Two stories address these issues this month. The cover story (page 54) looks at how the average RIA is coping with the increased burden of compliance. The prognosis for the small advisor, reports Washington Bureau Chief Melanie Waddell, is uncertain, though the burden will get heavier in the months and years ahead. Accompanying our annual broker/dealer directory is a look at the B/D business by Marlene Satter (page 80). Compliance is nothing new for broker/dealers, but a confluence of pesky business challenges and the new get-tough stance of regulators is leading to much hand-wringing among B/Ds.
Amid the whining, let's not forget why there's more regulation. People in the business were cheating others. People were lying. People were giving preferential treatment to, surprise, other companies that promised a financial quid pro quo for that special treatment. For those of us who have observed the business environment for some time, and for all of us who have lived more than a couple of decades, scandal and corruption are no longer shocking. They are failings common to all human beings in all times. Beneath the veneer of Western Judeo-Christian civilization, there's a barbarian who acts out of greed and fear and is always ready to provide the pop psychological or sociological justifications for those acts. Yes, I'm thinking of the revelations of abuse committed by U.S. citizen soldiers in Iraq. There are good reasons to have laws forbidding all sorts of antisocial behavior, and we constantly have to adjust those laws so everyone is forced to formally confront and reject the latest manifestations of selfishness and cruelty.

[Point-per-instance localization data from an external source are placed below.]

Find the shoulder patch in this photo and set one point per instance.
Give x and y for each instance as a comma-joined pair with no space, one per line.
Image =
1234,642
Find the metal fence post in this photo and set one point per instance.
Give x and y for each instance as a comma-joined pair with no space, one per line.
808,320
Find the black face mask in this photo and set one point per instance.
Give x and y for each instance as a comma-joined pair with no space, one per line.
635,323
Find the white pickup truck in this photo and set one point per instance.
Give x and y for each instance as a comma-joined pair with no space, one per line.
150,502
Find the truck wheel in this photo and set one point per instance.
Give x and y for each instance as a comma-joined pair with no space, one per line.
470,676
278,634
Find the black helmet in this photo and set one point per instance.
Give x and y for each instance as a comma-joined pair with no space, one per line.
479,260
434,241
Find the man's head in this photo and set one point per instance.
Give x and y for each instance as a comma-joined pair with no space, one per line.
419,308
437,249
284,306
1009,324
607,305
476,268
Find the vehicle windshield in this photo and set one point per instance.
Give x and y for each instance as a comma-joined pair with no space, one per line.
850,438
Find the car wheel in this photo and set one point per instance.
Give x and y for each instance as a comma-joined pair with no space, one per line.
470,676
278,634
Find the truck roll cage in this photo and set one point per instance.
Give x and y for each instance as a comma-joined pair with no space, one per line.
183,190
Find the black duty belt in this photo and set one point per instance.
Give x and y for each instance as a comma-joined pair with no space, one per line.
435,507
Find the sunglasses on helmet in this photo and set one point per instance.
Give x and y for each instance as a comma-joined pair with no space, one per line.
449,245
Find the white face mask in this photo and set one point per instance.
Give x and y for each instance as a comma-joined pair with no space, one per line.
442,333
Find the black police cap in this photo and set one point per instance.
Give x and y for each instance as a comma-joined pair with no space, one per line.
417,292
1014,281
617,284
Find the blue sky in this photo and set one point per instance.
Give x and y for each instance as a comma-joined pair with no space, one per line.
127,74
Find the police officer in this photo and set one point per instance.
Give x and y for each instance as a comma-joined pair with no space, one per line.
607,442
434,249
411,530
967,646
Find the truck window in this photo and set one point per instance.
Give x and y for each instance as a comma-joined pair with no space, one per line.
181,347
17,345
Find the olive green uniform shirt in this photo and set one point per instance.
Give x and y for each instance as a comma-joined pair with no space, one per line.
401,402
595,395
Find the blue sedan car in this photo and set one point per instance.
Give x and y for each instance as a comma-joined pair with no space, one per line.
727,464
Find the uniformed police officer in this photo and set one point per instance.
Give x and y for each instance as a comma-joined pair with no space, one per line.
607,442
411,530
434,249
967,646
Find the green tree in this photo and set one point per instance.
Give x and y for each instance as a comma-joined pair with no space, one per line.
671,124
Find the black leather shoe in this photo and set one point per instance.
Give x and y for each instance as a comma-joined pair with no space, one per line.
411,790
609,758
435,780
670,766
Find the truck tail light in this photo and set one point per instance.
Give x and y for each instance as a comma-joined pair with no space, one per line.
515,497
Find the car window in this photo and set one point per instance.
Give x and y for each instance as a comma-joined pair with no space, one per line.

I was always taught that the wise man is one who realizes his lack of wisdom. You, oh wise advisor, should stay humble, acknowledge your failings, remember your higher calling--a person called your client--and move forward. Whatever their failings, thank God for Eliot Spitzer and Bill Donaldson and their state and federal colleagues. The annoyance of compliance is the price you'll pay for the privilege--not the right--of serving your clients.